What’s cooking? arugula pesto

Greens

Summer heat has arrived, and our organic kitchen garden is exploding with edibles. Mind you, that’s only because I water it every other day. We’ve had no moisture in the past six weeks, and precious little for the past ten months. In fact, our county has just officially slipped into severe drought status. Oh, for rain!

Still, we’ve got an abundance of greens and herbs. So I’ve been making pesto. Basil pesto last Friday, chervil pesto Sunday, and tonight, arugula pesto. Pesto is the simplest way I know of to preserve fresh herbs and their burst of flavor (and vitamins) for later use. I fill cup-sized jars with it and either put them in the fridge for use in the next few weeks, or freeze them. In winter, we use pesto as a sandwich spread (it’s much healthier than mayo or butter), a sauce for rice, pasta, or simply steamed vegetables, and an addition to savory muffins and other baked goods.

Pesto

Pesto is ridiculously easy to make if you have a food processor or blender (you can also pound it in a mortar and pestle). Plant a few pots of leafy herbs (like parsley, basil, chervil, or cilantro) and you are set to harvest your own pesto makings, a truly satisfying enterprise.

The basic recipe for pesto is simple:

2 cups of fresh herbs (wash and trim tough stems and browned leaves)
2 – 4 cloves of garlic
1/4 cup hard, aged cheese (Parmesan, Asiago, Manchego–any kind you like)
1/4 cup nuts (traditionally, pine nuts, but I go for more local nuts, including pecans, walnuts and pepitas, pumpkin seeds)
1/4 – 1/2 cup good olive oil (I use organic oil; more makes thinner pesto, less makes thicker pesto)

Experimenting with different herbs and different kinds of nuts and cheese is fun, and gives you a sense of the flavor variations possible in this most versatile way to preserve summer’s garden herbs for now or for months later.

Arugula

This morning I noticed that the arugula, which does not like heat, was bolting. So I thinned it out, harvesting about a half-pound of fresh green leaves and flower buds. Hence tonight’s pesto-making.

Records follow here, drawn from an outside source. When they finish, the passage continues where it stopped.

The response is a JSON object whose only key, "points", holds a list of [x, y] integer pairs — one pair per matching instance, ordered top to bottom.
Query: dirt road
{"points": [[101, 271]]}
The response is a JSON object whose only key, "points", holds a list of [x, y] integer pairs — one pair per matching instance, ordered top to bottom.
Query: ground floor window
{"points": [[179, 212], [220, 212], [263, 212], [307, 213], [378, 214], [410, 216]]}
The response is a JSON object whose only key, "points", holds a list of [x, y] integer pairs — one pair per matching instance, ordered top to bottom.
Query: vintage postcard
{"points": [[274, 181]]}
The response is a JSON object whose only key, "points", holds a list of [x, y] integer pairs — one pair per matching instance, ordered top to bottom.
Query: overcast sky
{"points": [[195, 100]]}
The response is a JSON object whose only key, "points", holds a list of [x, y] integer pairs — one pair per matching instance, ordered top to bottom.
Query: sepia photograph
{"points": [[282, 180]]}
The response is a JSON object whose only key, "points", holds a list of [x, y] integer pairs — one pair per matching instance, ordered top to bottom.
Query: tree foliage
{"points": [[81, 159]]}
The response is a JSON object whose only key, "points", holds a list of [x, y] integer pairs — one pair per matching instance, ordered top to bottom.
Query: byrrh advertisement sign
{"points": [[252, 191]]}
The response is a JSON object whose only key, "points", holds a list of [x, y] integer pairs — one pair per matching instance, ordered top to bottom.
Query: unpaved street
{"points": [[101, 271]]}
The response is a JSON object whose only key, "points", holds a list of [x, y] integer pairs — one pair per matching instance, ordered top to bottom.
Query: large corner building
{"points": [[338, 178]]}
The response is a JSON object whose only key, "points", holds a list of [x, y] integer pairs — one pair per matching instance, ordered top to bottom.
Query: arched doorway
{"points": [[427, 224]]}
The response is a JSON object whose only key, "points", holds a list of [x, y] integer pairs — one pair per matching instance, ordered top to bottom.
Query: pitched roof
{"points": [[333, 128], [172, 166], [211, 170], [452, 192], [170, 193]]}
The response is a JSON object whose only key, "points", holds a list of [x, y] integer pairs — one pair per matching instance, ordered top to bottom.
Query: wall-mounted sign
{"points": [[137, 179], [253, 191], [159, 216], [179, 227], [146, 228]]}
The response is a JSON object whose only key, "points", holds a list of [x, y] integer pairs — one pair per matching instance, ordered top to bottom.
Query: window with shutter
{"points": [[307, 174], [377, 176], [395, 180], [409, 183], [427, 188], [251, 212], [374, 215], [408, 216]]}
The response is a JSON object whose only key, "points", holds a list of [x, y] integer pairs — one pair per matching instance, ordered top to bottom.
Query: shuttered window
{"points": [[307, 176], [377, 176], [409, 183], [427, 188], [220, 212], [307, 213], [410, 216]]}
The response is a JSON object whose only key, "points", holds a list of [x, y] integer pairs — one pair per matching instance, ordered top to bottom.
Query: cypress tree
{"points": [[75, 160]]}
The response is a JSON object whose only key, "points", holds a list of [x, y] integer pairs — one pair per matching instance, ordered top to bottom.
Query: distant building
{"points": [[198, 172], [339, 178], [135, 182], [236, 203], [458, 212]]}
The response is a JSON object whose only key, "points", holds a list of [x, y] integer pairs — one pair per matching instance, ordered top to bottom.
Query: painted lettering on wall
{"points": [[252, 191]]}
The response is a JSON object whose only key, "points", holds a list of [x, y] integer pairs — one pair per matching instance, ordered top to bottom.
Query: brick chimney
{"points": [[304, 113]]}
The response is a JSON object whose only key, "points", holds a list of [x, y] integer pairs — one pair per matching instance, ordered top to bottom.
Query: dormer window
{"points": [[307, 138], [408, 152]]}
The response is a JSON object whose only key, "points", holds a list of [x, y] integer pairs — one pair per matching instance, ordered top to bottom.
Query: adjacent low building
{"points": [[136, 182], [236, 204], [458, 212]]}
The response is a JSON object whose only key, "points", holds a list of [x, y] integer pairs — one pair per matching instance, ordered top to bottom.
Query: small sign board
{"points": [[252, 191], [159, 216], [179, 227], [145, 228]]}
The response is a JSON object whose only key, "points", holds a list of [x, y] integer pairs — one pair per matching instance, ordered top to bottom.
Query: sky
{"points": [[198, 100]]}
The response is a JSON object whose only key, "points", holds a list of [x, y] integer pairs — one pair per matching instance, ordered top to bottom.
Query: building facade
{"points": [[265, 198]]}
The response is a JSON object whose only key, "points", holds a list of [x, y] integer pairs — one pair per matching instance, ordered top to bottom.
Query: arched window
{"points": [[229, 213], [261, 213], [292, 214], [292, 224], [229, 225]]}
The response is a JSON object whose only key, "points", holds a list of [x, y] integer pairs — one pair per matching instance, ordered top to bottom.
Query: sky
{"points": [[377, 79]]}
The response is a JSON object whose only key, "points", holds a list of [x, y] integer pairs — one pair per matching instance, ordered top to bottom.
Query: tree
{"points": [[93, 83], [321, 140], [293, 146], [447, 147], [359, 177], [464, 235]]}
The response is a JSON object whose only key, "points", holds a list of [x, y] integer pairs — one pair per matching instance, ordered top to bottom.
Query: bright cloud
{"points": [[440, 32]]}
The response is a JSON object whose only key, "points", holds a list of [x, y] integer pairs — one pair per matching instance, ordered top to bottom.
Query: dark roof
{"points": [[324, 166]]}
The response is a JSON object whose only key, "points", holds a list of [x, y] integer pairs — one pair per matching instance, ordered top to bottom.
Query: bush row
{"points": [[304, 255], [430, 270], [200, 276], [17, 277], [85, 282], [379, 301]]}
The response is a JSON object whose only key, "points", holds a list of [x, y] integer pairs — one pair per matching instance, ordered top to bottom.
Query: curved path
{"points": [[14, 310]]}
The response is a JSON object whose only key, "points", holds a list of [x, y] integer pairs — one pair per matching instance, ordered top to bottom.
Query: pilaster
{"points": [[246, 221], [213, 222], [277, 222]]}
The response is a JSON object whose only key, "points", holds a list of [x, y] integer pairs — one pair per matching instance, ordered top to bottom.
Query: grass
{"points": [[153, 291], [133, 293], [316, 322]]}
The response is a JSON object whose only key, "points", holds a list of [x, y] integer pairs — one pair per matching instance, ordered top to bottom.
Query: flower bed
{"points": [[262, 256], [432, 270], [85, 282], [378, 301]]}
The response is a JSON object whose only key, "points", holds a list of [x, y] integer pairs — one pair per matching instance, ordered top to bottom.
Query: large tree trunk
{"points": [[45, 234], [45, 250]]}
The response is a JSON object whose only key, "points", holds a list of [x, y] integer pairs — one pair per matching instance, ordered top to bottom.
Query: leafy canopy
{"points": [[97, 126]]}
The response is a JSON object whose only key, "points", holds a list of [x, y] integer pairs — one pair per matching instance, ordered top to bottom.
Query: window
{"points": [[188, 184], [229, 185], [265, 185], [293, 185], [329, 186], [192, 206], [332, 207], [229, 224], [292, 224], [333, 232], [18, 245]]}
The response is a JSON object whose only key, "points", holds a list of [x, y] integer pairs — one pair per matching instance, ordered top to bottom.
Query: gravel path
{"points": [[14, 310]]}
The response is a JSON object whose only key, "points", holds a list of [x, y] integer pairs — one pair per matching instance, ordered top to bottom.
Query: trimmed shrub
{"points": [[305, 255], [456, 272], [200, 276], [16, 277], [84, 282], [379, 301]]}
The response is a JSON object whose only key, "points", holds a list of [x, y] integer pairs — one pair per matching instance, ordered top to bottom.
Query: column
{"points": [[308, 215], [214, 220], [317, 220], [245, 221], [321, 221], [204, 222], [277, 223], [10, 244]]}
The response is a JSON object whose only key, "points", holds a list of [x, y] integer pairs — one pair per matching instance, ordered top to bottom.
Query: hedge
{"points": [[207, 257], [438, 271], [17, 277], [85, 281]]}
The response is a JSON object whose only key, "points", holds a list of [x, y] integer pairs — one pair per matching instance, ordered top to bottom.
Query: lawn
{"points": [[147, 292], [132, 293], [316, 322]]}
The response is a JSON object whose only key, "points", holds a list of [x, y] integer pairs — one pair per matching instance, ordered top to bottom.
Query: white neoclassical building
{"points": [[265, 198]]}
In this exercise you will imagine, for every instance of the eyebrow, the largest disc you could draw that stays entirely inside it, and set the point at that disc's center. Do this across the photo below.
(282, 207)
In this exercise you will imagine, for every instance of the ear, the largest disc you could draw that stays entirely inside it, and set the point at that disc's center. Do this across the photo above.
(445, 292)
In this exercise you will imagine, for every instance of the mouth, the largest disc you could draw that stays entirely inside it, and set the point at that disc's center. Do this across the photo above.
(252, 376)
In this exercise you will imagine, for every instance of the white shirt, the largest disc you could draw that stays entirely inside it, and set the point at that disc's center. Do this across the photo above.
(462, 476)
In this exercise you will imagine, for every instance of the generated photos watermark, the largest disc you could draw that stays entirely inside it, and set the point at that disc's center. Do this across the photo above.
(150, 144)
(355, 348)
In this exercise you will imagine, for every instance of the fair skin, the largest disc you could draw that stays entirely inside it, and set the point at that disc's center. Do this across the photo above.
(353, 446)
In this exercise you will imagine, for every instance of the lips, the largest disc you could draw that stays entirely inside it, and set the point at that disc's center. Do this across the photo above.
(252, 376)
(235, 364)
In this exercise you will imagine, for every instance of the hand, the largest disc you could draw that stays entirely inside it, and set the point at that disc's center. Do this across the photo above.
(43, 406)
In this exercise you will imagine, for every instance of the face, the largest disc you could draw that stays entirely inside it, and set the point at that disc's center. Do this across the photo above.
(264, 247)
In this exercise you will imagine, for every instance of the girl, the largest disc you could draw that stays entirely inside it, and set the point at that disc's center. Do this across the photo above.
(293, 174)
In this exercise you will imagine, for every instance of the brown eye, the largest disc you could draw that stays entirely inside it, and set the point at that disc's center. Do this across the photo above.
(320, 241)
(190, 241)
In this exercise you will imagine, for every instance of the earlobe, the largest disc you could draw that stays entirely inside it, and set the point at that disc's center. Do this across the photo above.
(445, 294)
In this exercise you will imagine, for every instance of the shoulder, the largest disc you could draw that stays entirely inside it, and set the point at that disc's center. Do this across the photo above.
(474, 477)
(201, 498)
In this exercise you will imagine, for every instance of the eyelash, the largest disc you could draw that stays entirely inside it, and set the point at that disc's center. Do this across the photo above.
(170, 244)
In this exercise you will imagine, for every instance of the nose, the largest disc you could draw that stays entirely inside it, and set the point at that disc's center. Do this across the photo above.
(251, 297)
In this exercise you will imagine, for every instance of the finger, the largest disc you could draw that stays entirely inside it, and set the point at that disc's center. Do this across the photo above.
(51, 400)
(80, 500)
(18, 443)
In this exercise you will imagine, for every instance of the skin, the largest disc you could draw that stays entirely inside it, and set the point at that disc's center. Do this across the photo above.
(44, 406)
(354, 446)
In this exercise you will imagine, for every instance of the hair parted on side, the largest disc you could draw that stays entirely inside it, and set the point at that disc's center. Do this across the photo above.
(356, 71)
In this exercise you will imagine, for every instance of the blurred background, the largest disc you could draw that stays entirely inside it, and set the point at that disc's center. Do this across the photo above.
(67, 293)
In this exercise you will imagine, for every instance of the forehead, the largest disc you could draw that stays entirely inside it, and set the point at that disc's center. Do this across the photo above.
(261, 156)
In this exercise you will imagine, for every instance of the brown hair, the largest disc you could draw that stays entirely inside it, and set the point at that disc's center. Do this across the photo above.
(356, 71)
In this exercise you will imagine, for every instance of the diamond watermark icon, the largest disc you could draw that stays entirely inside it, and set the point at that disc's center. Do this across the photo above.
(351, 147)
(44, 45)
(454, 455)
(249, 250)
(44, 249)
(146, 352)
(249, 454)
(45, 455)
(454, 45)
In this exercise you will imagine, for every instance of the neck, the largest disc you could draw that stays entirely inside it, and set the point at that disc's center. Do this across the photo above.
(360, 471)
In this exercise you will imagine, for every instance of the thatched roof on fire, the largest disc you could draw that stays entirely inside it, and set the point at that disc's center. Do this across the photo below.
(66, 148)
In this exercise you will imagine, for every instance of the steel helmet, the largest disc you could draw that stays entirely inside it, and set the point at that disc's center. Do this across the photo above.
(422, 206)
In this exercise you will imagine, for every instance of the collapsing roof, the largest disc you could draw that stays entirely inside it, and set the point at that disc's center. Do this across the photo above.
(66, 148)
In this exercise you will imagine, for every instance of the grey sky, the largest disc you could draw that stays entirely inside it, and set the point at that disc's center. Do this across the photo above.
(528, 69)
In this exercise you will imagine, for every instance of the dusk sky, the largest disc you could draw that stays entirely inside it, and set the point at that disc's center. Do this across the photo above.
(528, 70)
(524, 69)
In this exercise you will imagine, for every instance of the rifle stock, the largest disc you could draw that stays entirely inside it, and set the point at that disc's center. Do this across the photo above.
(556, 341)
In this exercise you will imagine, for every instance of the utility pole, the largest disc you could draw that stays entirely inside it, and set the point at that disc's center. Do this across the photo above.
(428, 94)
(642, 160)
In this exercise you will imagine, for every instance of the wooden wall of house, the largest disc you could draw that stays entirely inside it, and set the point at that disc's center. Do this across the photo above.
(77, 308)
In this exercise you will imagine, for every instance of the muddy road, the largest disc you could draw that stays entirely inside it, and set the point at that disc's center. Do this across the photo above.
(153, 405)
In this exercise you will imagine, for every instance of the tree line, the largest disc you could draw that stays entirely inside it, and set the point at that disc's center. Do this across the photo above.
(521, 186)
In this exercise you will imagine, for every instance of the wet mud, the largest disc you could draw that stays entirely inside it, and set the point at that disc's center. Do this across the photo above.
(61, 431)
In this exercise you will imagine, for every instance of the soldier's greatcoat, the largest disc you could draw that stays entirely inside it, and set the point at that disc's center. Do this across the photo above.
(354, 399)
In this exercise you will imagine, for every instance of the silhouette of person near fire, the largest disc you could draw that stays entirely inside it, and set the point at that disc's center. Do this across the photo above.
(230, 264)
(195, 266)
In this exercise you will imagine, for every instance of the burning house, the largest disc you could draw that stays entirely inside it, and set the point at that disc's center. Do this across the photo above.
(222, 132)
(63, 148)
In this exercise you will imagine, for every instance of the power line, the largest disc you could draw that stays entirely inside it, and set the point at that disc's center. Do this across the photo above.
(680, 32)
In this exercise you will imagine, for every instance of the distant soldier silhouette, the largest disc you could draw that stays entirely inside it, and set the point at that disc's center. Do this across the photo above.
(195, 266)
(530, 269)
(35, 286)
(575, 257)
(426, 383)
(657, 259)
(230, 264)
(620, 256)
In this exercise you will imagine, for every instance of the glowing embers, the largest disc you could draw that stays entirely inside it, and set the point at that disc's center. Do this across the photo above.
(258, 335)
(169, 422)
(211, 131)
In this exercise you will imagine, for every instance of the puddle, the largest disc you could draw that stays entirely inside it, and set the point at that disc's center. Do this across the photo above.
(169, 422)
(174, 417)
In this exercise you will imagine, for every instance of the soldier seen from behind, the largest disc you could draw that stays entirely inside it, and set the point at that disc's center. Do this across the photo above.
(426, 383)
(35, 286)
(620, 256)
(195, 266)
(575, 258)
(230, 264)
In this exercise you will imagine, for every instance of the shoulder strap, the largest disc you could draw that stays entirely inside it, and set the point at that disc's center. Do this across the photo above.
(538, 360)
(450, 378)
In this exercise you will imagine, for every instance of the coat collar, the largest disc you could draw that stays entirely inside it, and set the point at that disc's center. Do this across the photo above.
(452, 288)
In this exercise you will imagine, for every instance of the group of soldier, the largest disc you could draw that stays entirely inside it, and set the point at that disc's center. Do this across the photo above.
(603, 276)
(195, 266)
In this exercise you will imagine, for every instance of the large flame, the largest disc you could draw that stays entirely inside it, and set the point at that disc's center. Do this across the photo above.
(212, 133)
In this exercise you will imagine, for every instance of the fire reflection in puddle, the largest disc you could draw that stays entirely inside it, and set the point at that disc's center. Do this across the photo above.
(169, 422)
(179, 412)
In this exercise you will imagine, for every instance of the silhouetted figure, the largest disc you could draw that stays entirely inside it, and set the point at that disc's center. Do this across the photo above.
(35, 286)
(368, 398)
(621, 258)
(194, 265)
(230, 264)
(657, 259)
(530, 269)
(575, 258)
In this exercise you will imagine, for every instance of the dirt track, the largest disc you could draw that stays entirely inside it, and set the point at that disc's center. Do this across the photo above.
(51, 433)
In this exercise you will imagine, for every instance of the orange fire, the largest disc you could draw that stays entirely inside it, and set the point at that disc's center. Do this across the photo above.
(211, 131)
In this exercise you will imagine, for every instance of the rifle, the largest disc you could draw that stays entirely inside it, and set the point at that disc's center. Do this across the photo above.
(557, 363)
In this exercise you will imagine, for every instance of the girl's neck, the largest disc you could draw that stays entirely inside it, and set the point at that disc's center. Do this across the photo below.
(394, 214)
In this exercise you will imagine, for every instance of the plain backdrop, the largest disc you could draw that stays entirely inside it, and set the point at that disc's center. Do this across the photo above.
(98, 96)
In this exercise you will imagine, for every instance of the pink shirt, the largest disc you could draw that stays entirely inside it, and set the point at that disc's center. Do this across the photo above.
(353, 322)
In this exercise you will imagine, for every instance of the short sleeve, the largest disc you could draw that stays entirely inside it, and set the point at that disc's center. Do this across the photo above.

That’s the arugula, a peppery green, in the photo above, washed and about to be stored in the fridge in a clean, dampened kitchen towel to keep it moist. (I don’t use paper towels much anymore; cloth towels work just as well in most instances and they’re much more sustainable since you can reuse them over and over again.) Arugula is in the mustard family, along with broccoli, kale, cabbage, cauliflower, mizuna, and, of course, mustard greens.

Here’s my recipe for arugula pesto, a wonderfully green and peppery sauce or spread (that’s my arugula pesto in the photo near the beginning of the post):

Susan’s arugula pesto

2 cups arugula leaves, stems, and flower buds
½ cup spinach leaves (to lend its fresh green color to the pesto)
2 cloves garlic
½ cup Manchego or other hard, aged cheese, cut into one-inch chunks
½ cup pecans
½ cup olive oil

Ingredients

Wash the arugula, pat or spin dry, and cut out any coarse stems. Whirl garlic cloves in food processor until minced. Add nuts and cheese, and pulse until the mixture looks like a coarse meal. Add arugula and spinach and process while slowly pouring in olive oil. Makes about 1 cup and a half of pesto, a generous amount for pasta for four people. Enjoy!

*****

On a personal note, I have to say that preserving the harvest from our kitchen garden, something I have always found very satisfying, is bittersweet this summer. As I label jars of pesto and put them in the freezer, I wonder if Richard will be with me to savor them on his lunchtime sandwiches come winter. It’s a punch-in-the-gut reminder that we never know what’s ahead, even though we often live as if our lives were infinite. Richard’s brain cancer is teaching us to savor each moment, because it’s what we have.

I’m not freezing all the pesto. We ate some on tortilla chips before tonight’s dinner, because it was fresh and we were together to enjoy it.